All charges resulted in either guilty pleas or jury convictions, and all resulted in prison sentences.
The other mess
The aftermath was messy. American Honda quickly labeled their indicted and fired managers as "rogue employees" and claimed that the corporation had been defrauded just as many of its dealers had been. In 1993, the company tapped Dick Colliver, a 20-year sales veteran with Mazda Motors of America, to take over Honda's imploding sales organization and get it moving forward again. But that did not happen overnight.
"They thought it was cleaned up, but unfortunately it wasn't," recalls Colliver, who retired recently after 16 years as head of Honda's U.S. sales and marketing. "When I came in, I started getting a lot of anonymous letters and phone calls telling me what was going on. Within three weeks I started seeing that some of the issues that had existed from the early '90s were still going on — bribes. I didn't know how deep it was.

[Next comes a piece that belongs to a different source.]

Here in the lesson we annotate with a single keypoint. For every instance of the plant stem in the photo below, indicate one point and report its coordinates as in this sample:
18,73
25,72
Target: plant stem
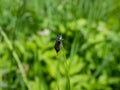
15,57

"The first two days I was here, they had scheduled what they call 'the state of the zone.' All the zone managers and their assistants were making presentations," Colliver says. "I listened and learned and evaluated and asked questions. There were 10 zones, and I went through a process in my head about who were the guys who were most experienced that I could build around? And 60 days later they were gone. They had to be fired."
The math
Frank Borman was not the first Honda dealer to file a lawsuit demanding payment for income lost as a result of a corrupt distribution system. But his household name proved irresistible to the army of lawyers and disgruntled dealers queuing up to seek justice.
It also helped that Connole created a mathematical formula that showed lawyers how years of unfair vehicle distribution translated to lost store revenue. That formula was applied by dealerships across the country to determine the final distribution of Honda's settlement.
"We got a million bucks out of the settlement," Connole notes. "But more than that, we got justice."
Convicted Honda exec Jack Bilmyer outside a federal courthouse in 1995.